Train model on 22792 examples
Model trained in 0:00:01.089565


## Model description

The **model description** contains two key pieces of information for understanding the model:

**Variable importances**: Variable importances show which features are most important to the model. A variable with a high score is more useful for the model to make its predictions than a variable with a low score.

There exist different measures of variable importances. For instance, the "num_nodes" indicates how many of the nodes in the decision trees use a particular feature.

Another type of variable importance is "mean {decrease,increase} in [metric name]". These show how much the quality of the model would decrease if the feature were removed (in practice, removing a feature is expensive, so the feature is shuffled instead).
For example, a feature with a "mean decrease in accuracy" of 0.1 means that removing this feature would reduce the accuracy of the model by ~0.1.

The variable importances measures shown by YDF complement each other; no single measure can give a full understanding of the model.

**Structure**: Decision forest models are made up of decision trees. The *structure* tab of the model description shows the first decision tree in the model. This can be helpful for understanding how the model is making predictions in general.


In [5]:
model.describe()

## Model analysis

In contrast to the model description, the **model analysis** requires a test dataset. The most informative results of the analysis are [partial dependence plots (PDP)](https://christophm.github.io/interpretable-ml-book/pdp.html), which show the model's prediction marginalized according to each feature value. The model analysis also shows variable importances computed on the provided dataset.

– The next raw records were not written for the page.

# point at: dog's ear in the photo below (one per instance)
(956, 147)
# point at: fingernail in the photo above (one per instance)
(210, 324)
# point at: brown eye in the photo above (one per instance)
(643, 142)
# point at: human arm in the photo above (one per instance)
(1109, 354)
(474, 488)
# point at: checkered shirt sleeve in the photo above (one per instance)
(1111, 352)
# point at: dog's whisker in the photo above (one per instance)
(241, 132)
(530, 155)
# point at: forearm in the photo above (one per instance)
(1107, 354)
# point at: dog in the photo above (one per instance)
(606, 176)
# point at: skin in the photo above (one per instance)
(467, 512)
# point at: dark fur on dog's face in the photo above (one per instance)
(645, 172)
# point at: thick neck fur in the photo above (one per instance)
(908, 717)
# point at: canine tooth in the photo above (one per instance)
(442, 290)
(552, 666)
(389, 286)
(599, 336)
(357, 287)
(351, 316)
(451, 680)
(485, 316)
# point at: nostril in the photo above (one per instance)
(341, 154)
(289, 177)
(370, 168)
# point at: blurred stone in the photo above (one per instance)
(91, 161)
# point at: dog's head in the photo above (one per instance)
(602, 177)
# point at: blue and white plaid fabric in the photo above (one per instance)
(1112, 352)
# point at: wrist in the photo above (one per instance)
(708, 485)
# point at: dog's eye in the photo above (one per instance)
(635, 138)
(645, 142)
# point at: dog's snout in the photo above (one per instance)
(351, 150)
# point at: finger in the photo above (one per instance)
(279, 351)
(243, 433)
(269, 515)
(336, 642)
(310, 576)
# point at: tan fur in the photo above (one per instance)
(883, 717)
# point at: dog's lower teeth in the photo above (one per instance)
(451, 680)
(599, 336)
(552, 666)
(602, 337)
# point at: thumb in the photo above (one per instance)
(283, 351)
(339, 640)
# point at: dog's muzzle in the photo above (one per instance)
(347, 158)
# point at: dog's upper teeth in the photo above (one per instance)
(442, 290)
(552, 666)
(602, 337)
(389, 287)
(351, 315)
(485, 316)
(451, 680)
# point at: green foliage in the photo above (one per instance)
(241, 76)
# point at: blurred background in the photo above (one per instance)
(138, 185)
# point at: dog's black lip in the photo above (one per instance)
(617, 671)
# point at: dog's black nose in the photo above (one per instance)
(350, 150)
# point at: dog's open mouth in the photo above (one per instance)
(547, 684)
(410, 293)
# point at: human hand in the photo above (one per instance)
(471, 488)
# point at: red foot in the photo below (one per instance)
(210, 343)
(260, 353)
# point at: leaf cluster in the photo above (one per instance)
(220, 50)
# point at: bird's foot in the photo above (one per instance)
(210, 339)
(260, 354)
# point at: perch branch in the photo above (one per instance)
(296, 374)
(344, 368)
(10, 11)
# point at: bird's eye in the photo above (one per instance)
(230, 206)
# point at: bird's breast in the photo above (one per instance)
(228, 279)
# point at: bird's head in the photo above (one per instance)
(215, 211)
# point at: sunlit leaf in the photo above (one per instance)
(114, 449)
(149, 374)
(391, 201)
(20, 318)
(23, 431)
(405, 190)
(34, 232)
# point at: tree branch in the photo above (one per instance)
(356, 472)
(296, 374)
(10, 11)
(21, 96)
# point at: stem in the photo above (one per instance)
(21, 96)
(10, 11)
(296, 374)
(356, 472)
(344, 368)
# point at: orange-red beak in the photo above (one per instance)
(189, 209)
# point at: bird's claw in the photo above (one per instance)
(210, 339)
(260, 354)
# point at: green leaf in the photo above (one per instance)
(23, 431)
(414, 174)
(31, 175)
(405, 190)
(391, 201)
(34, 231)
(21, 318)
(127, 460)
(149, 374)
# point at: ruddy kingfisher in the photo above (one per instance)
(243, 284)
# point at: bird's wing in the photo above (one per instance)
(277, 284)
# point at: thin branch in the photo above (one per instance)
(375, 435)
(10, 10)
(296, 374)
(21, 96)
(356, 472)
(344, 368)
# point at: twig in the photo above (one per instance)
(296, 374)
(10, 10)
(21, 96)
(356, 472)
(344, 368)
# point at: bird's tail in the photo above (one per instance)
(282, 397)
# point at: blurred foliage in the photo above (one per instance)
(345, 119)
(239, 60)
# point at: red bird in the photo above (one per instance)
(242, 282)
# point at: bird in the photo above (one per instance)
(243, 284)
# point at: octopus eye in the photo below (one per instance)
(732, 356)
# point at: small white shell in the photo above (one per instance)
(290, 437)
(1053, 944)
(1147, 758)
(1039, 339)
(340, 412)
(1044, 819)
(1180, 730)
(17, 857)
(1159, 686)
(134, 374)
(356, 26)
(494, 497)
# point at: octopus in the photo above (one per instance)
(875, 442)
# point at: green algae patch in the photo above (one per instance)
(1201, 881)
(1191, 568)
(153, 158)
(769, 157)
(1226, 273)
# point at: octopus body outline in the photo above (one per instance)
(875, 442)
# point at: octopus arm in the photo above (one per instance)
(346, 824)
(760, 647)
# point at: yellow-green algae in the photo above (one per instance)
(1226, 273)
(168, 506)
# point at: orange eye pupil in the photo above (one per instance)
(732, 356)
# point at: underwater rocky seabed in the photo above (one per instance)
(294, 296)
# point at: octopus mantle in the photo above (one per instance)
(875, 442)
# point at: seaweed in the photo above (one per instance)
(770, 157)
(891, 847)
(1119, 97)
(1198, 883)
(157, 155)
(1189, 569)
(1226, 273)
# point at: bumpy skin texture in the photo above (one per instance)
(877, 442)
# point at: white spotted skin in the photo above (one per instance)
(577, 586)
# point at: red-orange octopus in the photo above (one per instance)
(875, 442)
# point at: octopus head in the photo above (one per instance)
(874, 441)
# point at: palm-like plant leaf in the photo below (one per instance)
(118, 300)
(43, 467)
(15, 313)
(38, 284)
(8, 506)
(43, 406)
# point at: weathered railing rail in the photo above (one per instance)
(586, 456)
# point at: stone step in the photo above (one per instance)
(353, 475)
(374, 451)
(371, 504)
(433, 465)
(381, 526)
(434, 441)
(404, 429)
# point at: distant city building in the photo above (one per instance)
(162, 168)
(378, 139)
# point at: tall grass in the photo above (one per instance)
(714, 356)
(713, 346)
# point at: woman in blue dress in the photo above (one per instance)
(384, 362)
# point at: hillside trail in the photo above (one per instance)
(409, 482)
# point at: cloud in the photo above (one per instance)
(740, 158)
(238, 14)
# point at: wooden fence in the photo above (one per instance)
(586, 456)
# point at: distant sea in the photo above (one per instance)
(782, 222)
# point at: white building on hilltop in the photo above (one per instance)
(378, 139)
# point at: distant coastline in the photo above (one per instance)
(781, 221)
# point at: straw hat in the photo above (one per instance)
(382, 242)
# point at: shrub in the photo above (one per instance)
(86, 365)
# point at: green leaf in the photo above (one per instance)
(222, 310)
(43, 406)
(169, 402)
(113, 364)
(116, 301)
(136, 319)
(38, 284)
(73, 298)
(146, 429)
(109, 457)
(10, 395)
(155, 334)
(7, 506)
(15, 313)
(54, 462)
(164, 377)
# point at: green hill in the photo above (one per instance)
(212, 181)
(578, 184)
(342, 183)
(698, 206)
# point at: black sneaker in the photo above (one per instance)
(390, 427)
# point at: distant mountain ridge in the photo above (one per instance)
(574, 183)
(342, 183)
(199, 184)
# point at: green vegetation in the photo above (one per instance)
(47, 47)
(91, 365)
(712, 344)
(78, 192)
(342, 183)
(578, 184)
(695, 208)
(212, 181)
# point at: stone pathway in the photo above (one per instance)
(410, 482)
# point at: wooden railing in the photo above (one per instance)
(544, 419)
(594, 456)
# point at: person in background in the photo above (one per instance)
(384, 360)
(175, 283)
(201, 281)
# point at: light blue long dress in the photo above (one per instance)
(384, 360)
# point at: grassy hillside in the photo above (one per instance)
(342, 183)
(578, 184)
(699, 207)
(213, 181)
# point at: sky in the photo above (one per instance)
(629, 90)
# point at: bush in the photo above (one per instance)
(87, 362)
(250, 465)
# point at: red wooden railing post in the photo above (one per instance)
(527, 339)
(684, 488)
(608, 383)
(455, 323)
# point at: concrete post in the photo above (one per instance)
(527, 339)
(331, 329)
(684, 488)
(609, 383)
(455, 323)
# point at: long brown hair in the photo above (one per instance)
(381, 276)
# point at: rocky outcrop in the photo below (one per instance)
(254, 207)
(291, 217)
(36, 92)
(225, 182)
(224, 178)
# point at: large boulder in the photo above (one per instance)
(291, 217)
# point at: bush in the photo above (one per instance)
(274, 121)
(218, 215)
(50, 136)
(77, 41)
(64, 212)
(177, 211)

**Note:** Model analysis is computationally expensive. On large datasets, you can use the sampling parameter to run the analysis more quickly on a random subset of the data.

In [6]:
model.analyze(test_ds, sampling=0.1)

## Training and interpret a weaker model

To maximize the quality of your predictions, you likely trained a random forest or a gradient-boosted trees model. While these models are powerful, they can be hard to interpret. For example, only the first tree in a gradient-boosted tree is easily interpretable. To understand these complex models, you can train a simpler model that exhibits similar behavior but with lower performance and easier interpretability. A decision tree, for instance, is a weaker model with a simpler tree structure that can provide valuable insights.

In [8]:
weak_model = ydf.DecisionTreeLearner(label="income", max_depth=5, min_examples=2).train(train_ds)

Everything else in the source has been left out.